2014-01-30 Thread bearophile

Stanislav Blinov:


An aging i3?


My CPU is older, it doesn't support AVX2 and AVX.


This is getting a bit silly now. I must have some compile 
switches for g++ wrong:


g++ -Ofast -fkeep-inline-functions -fomit-frame-pointer 
-march=native -mfpmath=sse -mavx -mssse3 -flto --std=c++11 
-fopenmp nbody.cpp -o nbody-cpp


time ./nbody-cpp 5000:
-0.169075164
-0.169059907
0:05.09 real, 5.07 user, 0.00 sys, 1140 kb, 99% cpu

ldc2 -release -O3 -disable-boundscheck -vectorize 
-vectorize-loops -ofnbody-ldc -mattr=+avx,+ssse3 nbody.d


time ./nbody-ldc 5000:
-0.169075164
-0.169059907
0:04.02 real, 4.01 user, 0.00 sys, 1304 kb, 99% cpu


Now the ldc2-compile runs in 4 seconds, this sounds correct. If 
you have paid for a CPU with AVX2 or AVX, it's right to use that 
:-)


Bye,
bearophile


Re: N-body bench

2014-01-30 Thread bearophile
Since my post someone has added a Fortran version based on the 
algorithm used in the C++11 code. It's a little faster than the 
C++11 code and it's much nicer looking:

http://benchmarksgame.alioth.debian.org/u32/program.php?test=nbodylang=ifcid=5


pure subroutine advance(tstep, x, v, mass)
  real*8, intent(in) :: tstep
  real*8, dimension(4,nb), intent(inout) :: x, v
  real*8, dimension(nb), intent(in) :: mass
  real*8 :: r(4,N),mag(N)

  real*8 :: distance, d2
  integer :: i, j, m
  m = 1
  do i = 1, nb
 do j = i + 1, nb
r(1,m) = x(1,i) - x(1,j)
r(2,m) = x(2,i) - x(2,j)
r(3,m) = x(3,i) - x(3,j)
m = m + 1
 end do
  end do

  do m = 1, N
 d2 = r(1,m)**2 + r(2,m)**2 + r(3,m)**2
 distance = 1/sqrt(real(d2))
 distance = distance * (1.5d0 - 0.5d0 * d2 * distance * 
distance)
 !distance = distance * (1.5d0 - 0.5d0 * d2 * distance * 
distance)

 mag(m) = tstep * distance**3
  end do

  m = 1
  do i = 1, nb
 do j = i + 1, nb
v(1,i) = v(1,i) - r(1,m) * mass(j) * mag(m)
v(2,i) = v(2,i) - r(2,m) * mass(j) * mag(m)
v(3,i) = v(3,i) - r(3,m) * mass(j) * mag(m)

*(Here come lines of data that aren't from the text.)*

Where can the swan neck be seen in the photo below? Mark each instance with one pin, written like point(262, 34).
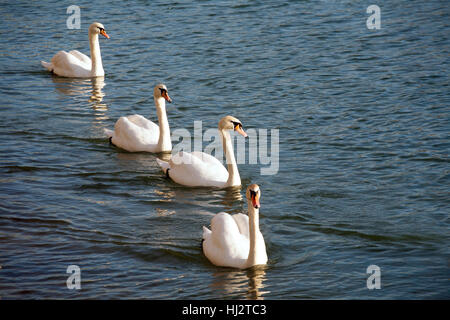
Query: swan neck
point(96, 57)
point(164, 141)
point(234, 178)
point(253, 221)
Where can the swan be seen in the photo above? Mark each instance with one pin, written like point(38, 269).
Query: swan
point(199, 169)
point(136, 133)
point(76, 64)
point(236, 241)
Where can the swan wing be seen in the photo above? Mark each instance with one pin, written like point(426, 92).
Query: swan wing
point(224, 245)
point(67, 65)
point(135, 133)
point(197, 169)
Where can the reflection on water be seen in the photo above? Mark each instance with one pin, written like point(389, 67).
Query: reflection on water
point(251, 281)
point(92, 87)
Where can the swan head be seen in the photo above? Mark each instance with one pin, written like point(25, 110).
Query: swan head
point(98, 28)
point(253, 195)
point(231, 123)
point(161, 91)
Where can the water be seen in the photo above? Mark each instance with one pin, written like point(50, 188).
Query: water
point(363, 117)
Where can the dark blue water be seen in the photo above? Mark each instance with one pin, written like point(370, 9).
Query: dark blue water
point(363, 120)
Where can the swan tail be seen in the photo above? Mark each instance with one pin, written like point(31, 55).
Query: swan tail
point(109, 133)
point(163, 164)
point(47, 65)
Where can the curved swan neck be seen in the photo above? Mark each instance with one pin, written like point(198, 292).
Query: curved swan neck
point(234, 178)
point(164, 141)
point(96, 57)
point(253, 224)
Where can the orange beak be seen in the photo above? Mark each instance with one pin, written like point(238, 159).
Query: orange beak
point(241, 131)
point(165, 95)
point(103, 33)
point(255, 201)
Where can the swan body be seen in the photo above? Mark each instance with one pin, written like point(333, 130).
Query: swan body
point(76, 64)
point(199, 169)
point(135, 133)
point(235, 240)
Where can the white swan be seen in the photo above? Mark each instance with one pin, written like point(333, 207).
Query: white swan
point(236, 241)
point(199, 169)
point(136, 133)
point(77, 65)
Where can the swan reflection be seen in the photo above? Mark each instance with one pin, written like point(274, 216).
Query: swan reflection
point(92, 88)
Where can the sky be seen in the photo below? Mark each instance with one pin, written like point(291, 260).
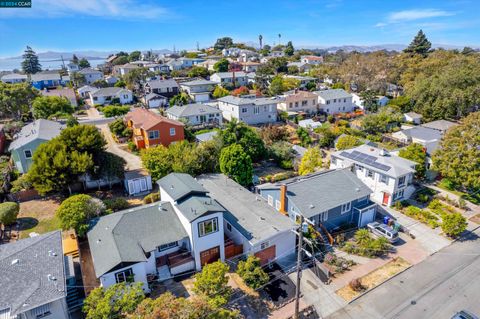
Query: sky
point(67, 25)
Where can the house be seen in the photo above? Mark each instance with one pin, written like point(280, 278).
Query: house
point(249, 110)
point(195, 114)
point(311, 59)
point(441, 125)
point(299, 101)
point(91, 75)
point(29, 138)
point(198, 90)
point(110, 95)
point(335, 101)
point(389, 177)
point(48, 80)
point(33, 280)
point(13, 78)
point(153, 100)
point(413, 117)
point(150, 129)
point(235, 79)
point(167, 88)
point(198, 222)
point(330, 198)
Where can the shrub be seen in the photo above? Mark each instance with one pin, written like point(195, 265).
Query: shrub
point(8, 212)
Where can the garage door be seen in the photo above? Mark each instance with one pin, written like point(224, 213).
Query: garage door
point(266, 255)
point(210, 255)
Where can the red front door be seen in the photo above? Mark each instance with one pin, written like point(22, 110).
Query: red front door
point(386, 197)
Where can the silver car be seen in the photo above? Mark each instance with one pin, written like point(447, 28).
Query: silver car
point(383, 231)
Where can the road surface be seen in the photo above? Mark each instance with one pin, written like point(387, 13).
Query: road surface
point(443, 284)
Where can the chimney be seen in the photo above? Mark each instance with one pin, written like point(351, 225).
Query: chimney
point(283, 198)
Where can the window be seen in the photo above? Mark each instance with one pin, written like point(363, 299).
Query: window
point(124, 276)
point(153, 134)
point(168, 246)
point(346, 208)
point(208, 227)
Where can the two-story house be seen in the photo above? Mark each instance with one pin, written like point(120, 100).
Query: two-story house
point(335, 101)
point(33, 278)
point(196, 223)
point(234, 79)
point(195, 114)
point(330, 198)
point(250, 110)
point(389, 177)
point(151, 129)
point(31, 136)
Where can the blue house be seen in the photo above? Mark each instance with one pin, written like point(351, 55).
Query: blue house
point(48, 80)
point(329, 198)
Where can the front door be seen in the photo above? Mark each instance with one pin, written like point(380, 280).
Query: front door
point(210, 255)
point(386, 197)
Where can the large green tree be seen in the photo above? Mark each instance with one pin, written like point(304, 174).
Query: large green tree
point(458, 155)
point(30, 63)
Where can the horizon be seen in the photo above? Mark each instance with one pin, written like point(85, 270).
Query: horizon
point(108, 25)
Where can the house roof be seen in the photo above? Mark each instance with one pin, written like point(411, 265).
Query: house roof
point(162, 84)
point(125, 236)
point(179, 185)
point(372, 158)
point(143, 118)
point(333, 94)
point(319, 192)
point(32, 272)
point(248, 213)
point(191, 110)
point(40, 129)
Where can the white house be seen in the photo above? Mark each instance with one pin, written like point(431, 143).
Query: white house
point(107, 95)
point(389, 177)
point(249, 110)
point(230, 78)
point(335, 101)
point(195, 114)
point(198, 222)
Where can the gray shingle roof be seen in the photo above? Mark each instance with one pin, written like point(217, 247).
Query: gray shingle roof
point(191, 109)
point(40, 129)
point(25, 267)
point(248, 213)
point(125, 236)
point(178, 185)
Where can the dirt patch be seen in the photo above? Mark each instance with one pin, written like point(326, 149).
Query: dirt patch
point(375, 278)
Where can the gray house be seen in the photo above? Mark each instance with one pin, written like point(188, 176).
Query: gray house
point(329, 198)
point(29, 138)
point(33, 279)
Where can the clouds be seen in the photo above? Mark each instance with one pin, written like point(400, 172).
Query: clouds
point(113, 9)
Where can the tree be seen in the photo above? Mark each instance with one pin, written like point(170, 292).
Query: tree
point(346, 142)
point(237, 164)
point(30, 63)
point(8, 212)
point(453, 224)
point(311, 161)
point(75, 211)
point(458, 155)
point(419, 45)
point(289, 50)
point(212, 282)
point(252, 273)
point(45, 107)
point(221, 65)
point(114, 302)
point(416, 152)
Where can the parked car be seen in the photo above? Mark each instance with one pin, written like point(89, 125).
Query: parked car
point(383, 231)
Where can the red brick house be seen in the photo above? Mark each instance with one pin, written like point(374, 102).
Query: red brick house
point(150, 129)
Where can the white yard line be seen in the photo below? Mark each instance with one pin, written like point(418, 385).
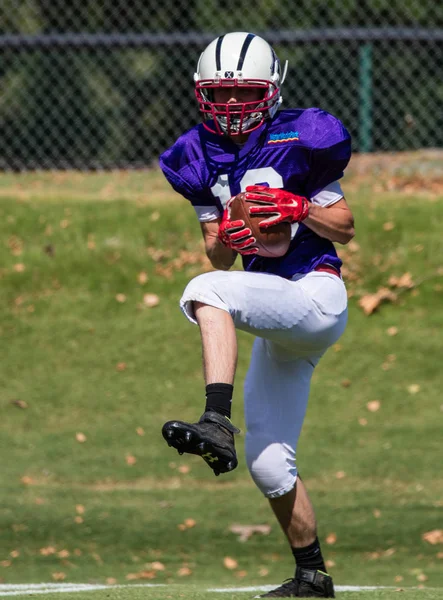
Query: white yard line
point(17, 589)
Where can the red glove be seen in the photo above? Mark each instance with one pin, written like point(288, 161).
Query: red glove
point(235, 235)
point(276, 204)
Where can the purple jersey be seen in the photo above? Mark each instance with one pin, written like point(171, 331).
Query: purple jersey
point(300, 150)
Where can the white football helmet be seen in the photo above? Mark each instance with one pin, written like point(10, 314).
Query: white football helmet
point(242, 60)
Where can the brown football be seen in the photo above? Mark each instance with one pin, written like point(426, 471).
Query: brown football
point(272, 242)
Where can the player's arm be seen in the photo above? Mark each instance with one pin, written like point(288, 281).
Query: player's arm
point(221, 256)
point(334, 222)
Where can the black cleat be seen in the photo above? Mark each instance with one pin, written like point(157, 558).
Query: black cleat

v(1,j) = v(1,j) + r(1,m) * mass(i) * mag(m)
v(2,j) = v(2,j) + r(2,m) * mass(i) * mag(m)
v(3,j) = v(3,j) + r(3,m) * mass(i) * mag(m)

m = m + 1
 end do
  end do

  do i = 1, nb
 x(1,i) = x(1,i) + tstep * v(1,i)
 x(2,i) = x(2,i) + tstep * v(2,i)
 x(3,i) = x(3,i) + tstep * v(3,i)
  end do
  end subroutine advance


Bye,
bearophile


Re: N-body bench

2014-01-30 Thread Stanislav Blinov

On Thursday, 30 January 2014 at 22:45:45 UTC, bearophile wrote:
Since my post someone has added a Fortran version based on the 
algorithm used in the C++11 code. It's a little faster than the 
C++11 code and it's much nicer looking:


Yup, I saw it. They're cheating, they almost don't have to 
explicitly handle any SSE business :o) I'm wondering how our 
little code could perform on that machine.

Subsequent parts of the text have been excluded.